Cancelled Commissioner
Whatever problems you face in life, suicide is not the answer to them:

What is suicide but a vain attempt to escape from this tyrannous activity? How senseless the hope that a bullet may extinguish the fire of hell within, or annihilate the soul itself which has begotten and nourished the dreadful progeny of thoughts and passions which torture it!

Thomas E. Peck, Briefs and Sermons on the Acts of the Apostles (1875) in Miscellanies of Rev. Thomas E. Peck, D.D., LL.D., Professor of Theology in the Union Theological Seminary in Virginia, ed. T. C. Johnson (3 vols, Richmond VA: The Presbyterian Committee of Publication, 1895-97), 3: 248.
 
So true. At the same time I had all these wonderful answers.
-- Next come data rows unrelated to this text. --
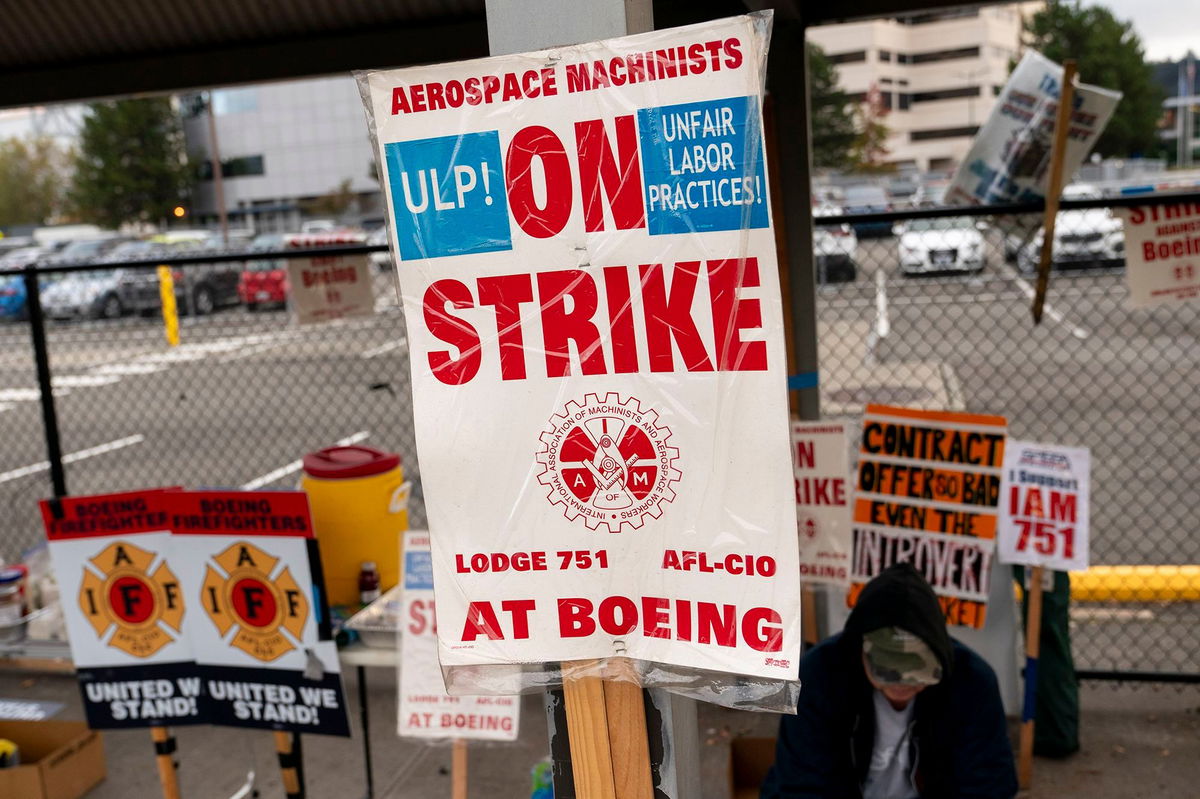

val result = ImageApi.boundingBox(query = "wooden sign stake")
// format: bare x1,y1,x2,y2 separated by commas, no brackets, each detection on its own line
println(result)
1016,566,1042,791
1033,59,1076,325
563,659,654,799
275,731,304,799
150,727,180,799
450,738,467,799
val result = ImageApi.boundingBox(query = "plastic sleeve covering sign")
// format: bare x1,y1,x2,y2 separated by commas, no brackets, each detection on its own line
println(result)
850,405,1007,629
361,10,800,693
1114,203,1200,308
288,256,374,325
997,439,1091,571
792,422,851,585
946,50,1121,205
168,491,349,735
397,530,521,740
41,491,208,729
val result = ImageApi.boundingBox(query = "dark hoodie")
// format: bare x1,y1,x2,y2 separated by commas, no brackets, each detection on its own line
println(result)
762,564,1016,799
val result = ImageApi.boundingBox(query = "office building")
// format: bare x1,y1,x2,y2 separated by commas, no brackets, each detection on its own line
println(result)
809,2,1042,172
But when I watchrd my friend slowly disappearing before me, who was going though major depression and schizophrenia, it became quite something else to me. After she committed suicide I just saw how suicide is ending it before it even had a chance to get better. - at least when you're alive you can have the chance to get better. But the hopelessness is something very challenging to deal with.
 
When I think about my death, I always feel an urgent need to make sure I am ready to meet God, that I have peace with Him, and that I have peace with all people. In short, that nothing is left undone. Sadly suicide seems to leave much undone for the person taking their life.